Radar Olhar Aguçado(há cerca de 2 horas)
Associações defendem Messias após relatório apócrifo da PF lançar suspeita

Associações que representam as carreiras da Advocacia Pública Federal saíram em defesa do advogado-geral da União, Jorge Messias, após relatório de inteligência da Polícia Federal levantar a hipótese de que uma “relação política” com o ministro André Mendonça, do STF (Supremo Tribunal Federal), teria influenciado a atuação da AGU (Advocacia-Geral da União).

O documento da PF não é assinado, não traz data e, segundo a própria corporação, tem caráter de inteligência e não possui valor probatório.

Em nota pública divulgada nesta domingo (6), as associações afirmaram que uma divergência sobre estratégia jurídica não pode ser convertida em “elemento de suspeição” antes da análise dos fundamentos técnicos que embasaram a decisão da Advocacia-Geral da União.
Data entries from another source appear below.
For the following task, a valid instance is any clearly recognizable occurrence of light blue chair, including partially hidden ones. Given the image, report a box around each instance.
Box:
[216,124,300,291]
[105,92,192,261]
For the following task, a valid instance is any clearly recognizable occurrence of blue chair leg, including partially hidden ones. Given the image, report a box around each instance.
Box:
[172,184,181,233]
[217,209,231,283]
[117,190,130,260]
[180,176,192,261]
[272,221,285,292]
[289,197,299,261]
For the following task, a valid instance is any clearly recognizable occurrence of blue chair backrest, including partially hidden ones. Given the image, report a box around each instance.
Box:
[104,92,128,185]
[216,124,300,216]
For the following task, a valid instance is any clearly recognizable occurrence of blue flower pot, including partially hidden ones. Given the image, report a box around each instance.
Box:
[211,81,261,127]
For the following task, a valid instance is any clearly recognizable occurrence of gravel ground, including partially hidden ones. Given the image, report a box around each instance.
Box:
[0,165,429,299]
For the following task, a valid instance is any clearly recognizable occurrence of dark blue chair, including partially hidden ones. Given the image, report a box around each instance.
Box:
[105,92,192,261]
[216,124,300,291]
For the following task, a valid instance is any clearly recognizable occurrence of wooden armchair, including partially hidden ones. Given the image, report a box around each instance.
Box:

“O que não se mostra adequado é converter uma divergência de estratégia jurídica em elemento de suspeição antes do conhecimento e da avaliação dos fundamentos técnicojurídicos que orientaram a decisão institucional”, diz a nota.

O documento foi divulgado em meio à repercussão de relatório de inteligência da PF que analisou a decisão da AGU de não adotar medidas jurídicas contra atos de Mendonça e apontou, entre as hipóteses consideradas, uma possível motivação política na atuação do órgão.
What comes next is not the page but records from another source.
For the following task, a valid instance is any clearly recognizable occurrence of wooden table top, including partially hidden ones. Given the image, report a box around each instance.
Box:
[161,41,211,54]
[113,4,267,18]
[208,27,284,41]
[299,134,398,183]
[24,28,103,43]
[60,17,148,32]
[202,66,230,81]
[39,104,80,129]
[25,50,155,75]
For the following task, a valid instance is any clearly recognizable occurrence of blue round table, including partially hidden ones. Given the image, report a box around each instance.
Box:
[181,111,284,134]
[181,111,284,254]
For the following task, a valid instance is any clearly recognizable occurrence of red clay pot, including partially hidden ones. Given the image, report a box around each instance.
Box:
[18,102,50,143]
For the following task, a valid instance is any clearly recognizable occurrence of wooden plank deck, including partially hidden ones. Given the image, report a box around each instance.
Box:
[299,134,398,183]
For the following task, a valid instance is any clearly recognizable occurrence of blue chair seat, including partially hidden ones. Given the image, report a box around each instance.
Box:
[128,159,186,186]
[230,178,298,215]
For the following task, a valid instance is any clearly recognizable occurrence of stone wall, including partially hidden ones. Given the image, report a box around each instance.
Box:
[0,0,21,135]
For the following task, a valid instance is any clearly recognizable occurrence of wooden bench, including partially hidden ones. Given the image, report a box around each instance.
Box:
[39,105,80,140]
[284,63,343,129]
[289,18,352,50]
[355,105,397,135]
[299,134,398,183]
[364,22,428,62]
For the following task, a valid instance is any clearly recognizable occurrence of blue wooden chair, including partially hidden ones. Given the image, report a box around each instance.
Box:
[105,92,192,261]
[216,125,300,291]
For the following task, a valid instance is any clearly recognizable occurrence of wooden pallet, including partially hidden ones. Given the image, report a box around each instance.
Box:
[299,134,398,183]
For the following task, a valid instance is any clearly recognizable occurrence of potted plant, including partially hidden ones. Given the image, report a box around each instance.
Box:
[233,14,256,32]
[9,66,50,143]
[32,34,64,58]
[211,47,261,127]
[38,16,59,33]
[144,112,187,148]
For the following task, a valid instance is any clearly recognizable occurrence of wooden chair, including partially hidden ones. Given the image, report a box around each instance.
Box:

As entidades afirmaram que a AGU é uma instituição de Estado e que suas decisões devem ser orientadas pela Constituição, pelas leis e pela formação técnico-jurídica de sua convicção institucional, e não por “relações pessoais, afinidades políticas ou conveniências circunstanciais”.

Segundo as associações, é necessário diferenciar hipóteses levantadas no âmbito da atividade de inteligência da atribuição de motivações pessoais ou políticas a decisões institucionais.
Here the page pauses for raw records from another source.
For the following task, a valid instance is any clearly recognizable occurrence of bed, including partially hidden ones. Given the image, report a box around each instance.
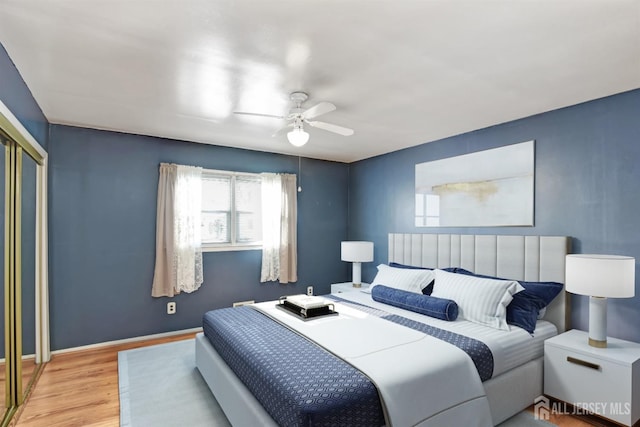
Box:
[196,233,570,426]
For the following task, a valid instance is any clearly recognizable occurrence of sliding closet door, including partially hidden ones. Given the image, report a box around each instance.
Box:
[18,152,39,402]
[0,140,5,418]
[0,102,50,427]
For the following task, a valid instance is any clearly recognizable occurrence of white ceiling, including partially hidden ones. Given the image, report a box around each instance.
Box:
[0,0,640,162]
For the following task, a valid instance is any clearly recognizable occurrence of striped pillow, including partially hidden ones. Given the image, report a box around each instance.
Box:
[370,264,435,294]
[431,270,524,331]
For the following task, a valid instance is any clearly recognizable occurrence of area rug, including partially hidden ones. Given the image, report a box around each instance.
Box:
[118,339,553,427]
[118,339,231,427]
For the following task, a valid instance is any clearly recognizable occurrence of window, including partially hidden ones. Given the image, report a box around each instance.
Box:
[202,170,262,251]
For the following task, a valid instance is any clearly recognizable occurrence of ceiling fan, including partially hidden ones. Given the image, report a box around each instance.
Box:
[234,92,353,147]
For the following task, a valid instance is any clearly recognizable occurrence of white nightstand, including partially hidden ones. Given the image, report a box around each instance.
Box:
[331,282,370,294]
[544,329,640,426]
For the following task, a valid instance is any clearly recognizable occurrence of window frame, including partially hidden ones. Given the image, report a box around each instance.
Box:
[201,168,262,252]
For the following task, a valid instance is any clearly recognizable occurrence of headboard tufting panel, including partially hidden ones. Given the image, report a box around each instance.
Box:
[389,233,571,332]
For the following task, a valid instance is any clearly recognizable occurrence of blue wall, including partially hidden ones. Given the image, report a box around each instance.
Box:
[0,39,640,349]
[49,125,349,349]
[0,43,49,150]
[349,90,640,342]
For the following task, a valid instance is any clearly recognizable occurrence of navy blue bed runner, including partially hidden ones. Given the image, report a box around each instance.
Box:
[203,307,385,426]
[203,295,493,427]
A nota ressalta ainda que o próprio relatório, segundo as entidades, trabalha com explicações alternativas e reconhece a necessidade de conhecer os fundamentos formais da decisão da AGU para avaliar as hipóteses levantadas.

As associações também defenderam a autonomia da Advocacia-Geral da União em relação a outros órgãos do Estado. “A função da AGU não consiste em referendar pretensões formuladas por outros órgãos do Estado”, afirmaram.

A nota ainda critica o possível impacto reputacional provocado pela divulgação das hipóteses constantes de documentos oficiais.

Na avaliação das entidades, inferências presentes nesses documentos podem ganhar “aparência de informação institucionalmente validada” quando divulgadas e provocar danos à imagem e à credibilidade da AGU desproporcionais aos elementos que deram origem às hipóteses.

Ao final, as associações afirmaram que o episódio ultrapassa as pessoas diretamente envolvidas e envolve a preservação da independência da Advocacia-Geral da União para formular suas próprias posições jurídicas, inclusive quando elas divergem das expectativas de outros órgãos do Estado.